The type II diabetes is non-insulin dependent diabetes mainly caused by defects in glucose uptake. The L6 cell line was usually used cell line for estimation of glucose uptake. The L6 cell line is a skeletal muscle cell line, the skeletal muscle is mainly involved in glucose uptake by insulin induction. The results of current research revealed that the HALEC has the major glucose uptake activity in L6 cell line.

Herb and herbal products contain an extensive range of active principles, such as alkaloids, flavonoids, glycosides which are thought to have an antihyperglycemic role. In literatures, quercetin, gallic acid and rutin were evaluated for antidiabetic activity. The mechanism of quercetin increased the function of glucose transporter 4 (GLUT 4) and insulin receptor which in turn results in elevated glucose uptake (Nuraliev & Avezov, 1992), rutin suppressed the glucolipotoxicity through activating insulin receptor substrate 2 and adenosine monophosphate-activated protein kinase signaling and gallic acid scavenges the free radicals and reduces oxidative stress during diabetic (Rauter et al., 2010, Switi et al., 2014).

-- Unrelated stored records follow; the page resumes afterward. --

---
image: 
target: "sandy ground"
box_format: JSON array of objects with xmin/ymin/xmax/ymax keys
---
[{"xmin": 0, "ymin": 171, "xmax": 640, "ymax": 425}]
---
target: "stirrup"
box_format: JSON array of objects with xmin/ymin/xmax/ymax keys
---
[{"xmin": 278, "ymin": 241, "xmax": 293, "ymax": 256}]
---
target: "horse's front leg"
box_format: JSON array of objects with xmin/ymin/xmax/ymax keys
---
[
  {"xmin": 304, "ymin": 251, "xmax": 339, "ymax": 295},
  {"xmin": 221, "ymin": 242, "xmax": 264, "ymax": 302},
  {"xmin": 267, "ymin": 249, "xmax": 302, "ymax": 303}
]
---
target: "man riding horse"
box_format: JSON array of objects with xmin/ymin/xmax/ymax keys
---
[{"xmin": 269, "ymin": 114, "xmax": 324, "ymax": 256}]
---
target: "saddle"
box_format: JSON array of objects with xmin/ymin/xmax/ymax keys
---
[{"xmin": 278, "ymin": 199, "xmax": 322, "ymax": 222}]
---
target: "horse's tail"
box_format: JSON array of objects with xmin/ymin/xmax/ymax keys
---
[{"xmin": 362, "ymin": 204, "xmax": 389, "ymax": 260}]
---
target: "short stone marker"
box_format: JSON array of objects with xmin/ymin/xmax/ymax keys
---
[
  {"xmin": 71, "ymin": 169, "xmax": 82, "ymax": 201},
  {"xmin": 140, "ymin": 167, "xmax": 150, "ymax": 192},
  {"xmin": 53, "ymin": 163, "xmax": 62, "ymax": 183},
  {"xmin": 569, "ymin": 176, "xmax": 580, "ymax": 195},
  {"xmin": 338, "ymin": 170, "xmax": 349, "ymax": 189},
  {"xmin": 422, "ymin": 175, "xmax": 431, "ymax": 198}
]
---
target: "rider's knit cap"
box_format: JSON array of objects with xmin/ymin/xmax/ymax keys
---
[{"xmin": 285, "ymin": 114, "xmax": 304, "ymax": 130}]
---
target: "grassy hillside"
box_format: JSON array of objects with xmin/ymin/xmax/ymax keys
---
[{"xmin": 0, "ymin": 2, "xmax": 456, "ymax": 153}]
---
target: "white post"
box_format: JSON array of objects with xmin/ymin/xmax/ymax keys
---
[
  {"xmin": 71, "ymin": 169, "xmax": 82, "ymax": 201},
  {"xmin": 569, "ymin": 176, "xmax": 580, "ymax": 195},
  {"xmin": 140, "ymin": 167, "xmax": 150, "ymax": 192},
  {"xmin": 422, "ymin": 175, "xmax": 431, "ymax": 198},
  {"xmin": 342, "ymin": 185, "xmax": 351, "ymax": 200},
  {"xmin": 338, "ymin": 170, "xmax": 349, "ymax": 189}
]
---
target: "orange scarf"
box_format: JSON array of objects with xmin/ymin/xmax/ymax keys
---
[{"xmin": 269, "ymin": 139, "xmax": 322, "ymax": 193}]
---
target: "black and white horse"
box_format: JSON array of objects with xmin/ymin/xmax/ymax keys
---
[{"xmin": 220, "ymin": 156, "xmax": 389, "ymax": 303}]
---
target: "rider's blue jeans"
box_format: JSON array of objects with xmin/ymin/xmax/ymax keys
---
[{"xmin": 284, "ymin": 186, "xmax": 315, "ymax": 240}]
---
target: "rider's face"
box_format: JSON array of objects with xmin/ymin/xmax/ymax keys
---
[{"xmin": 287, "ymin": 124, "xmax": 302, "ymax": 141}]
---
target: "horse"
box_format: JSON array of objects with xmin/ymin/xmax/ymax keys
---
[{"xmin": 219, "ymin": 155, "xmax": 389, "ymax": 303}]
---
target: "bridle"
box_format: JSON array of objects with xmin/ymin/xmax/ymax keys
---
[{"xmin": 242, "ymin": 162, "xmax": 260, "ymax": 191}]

The CMA leaves with Momordica charantia are traditionally used for the management of diabetes. This study confirms the antidiabetic activity of CMA leaves scientifically. Furthermore, its active principles such as rutin, gallic acid and quercetin might be the reason for its antidiabetic activity.

Conclusion

The overall results of current research work concluded that HALEC has potent antidiabetic activity, antihyperlipidemic activity and also having protective effect. The future direction of this research work is isolation of active principles, development of suitable formulation and commercialization in market.

Author Contribution

All authors contribute equal to this work.

Declaration of Competing Interest

The authors declare that they have no known competing financial interests or personal relationships that could have appeared to influence the work reported in this paper.